Compressed Time ist eine speziell für FS.Art in der Berliner Potsdamer Straße entwickelte Gruppenausstellung mit Werken von Maxime Ballesteros, Martin Boyce, Caro Jost, Wilhelm Klotzek, Caroline Kryzecki, Alicja Kwade, Bernhard Martin, Olaf Metzel, Gerold Miller und Anselm Reyle. Die Präsentation umfasst Positionen aus Malerei, Skulptur und Photographie.

Die Potsdamer Straße steht wie keine andere im Berliner Westen für den Mythos Großstadt als Ort des Wandels, der Erneuerung und des Zerfalls. Bis heute lassen sich dort wie bei einer Zeitreise die Spuren der verschiedenen Epochen und der gesellschaftspolitischen Veränderungen finden, die sie geprägt und geformt haben. 

Vor diesem Hintergrund beschäftigt sich Compressed Time mit Themen wie Zeit, der daran gekoppelten Erinnerung, mit gesellschaftspolitischen Ereignissen und räumlichen Redefinitionen, die sich wie in einem Palimpsest schichtenweise in die Verkehrsader abgelagert und eingeschrieben haben. Die Potsdamer Strasse steht dabei stellvertretend für die großen Straßen und Boulevards dieser Welt, ist aber nicht zuletzt auch ein Plädoyer für Berlin als Kunstmetropole.

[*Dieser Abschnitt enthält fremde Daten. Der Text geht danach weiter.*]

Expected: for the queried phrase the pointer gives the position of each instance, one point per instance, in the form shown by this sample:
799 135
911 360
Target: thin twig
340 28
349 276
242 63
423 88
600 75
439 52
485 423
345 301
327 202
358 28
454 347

Die künstlerischen Beiträge teilen ihre Bezüge zu dem Thema, sind facettenreich und vielschichtig, behandeln es als Analyse, Beschreibung oder Fiktion. Die Künstler zeigen Werke, in denen diese Inhalte direkt und indirekt durch metaphorisch-poetische Annäherungen oder durch subtile kontextuelle Verschiebungen untersucht werden. Der existenzielle Aspekt wird von Maxime Ballesteros, Paul Hutchinson und Bernhard Martin subtil beleuchtet. Der zeitliche Aspekt wird von Martin Boyce, Alicja Kwade, Anselm Reyle auf poetischer, philosophischer oder auch rein visueller Ebene beschrieben. Gesellschaftliche Umbrüche sind das Thema der Bilder und Installationen von Wilhelm Klotzek und Olaf Metzel. Als räumliche Redefinitionen und Neuvermessungen können die Beiträge von Caro Jost, Caroline Kryzecki und Gerold Miller gelesen werden.

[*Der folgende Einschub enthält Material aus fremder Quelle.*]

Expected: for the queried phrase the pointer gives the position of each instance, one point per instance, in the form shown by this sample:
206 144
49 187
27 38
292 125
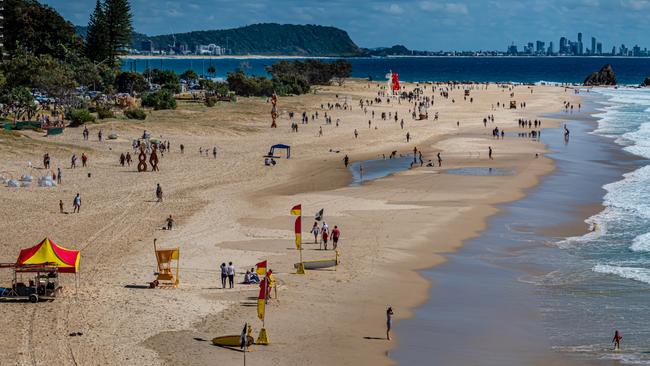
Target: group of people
227 275
322 235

Noch misst sich der außergewöhnliche Facettenreichtum der Potsdamer Straße an ihren gegensätzlichen Szenarien, an ihrer Weltoffenheit und Toleranz, die Raum für die Entfaltung unterschiedlichster Lebensformen und nicht zuletzt für die Kunst eröffnet. Ihre Wiederentdeckung hat einen Prozess ausgelöst, der ihre außergewöhnliche Vielschichtigkeit verdrängt, zugleich aber Neues entstehen lässt, das die wechselvolle Geschichte der Potsdamer Straße und damit Berlins fortschreibt.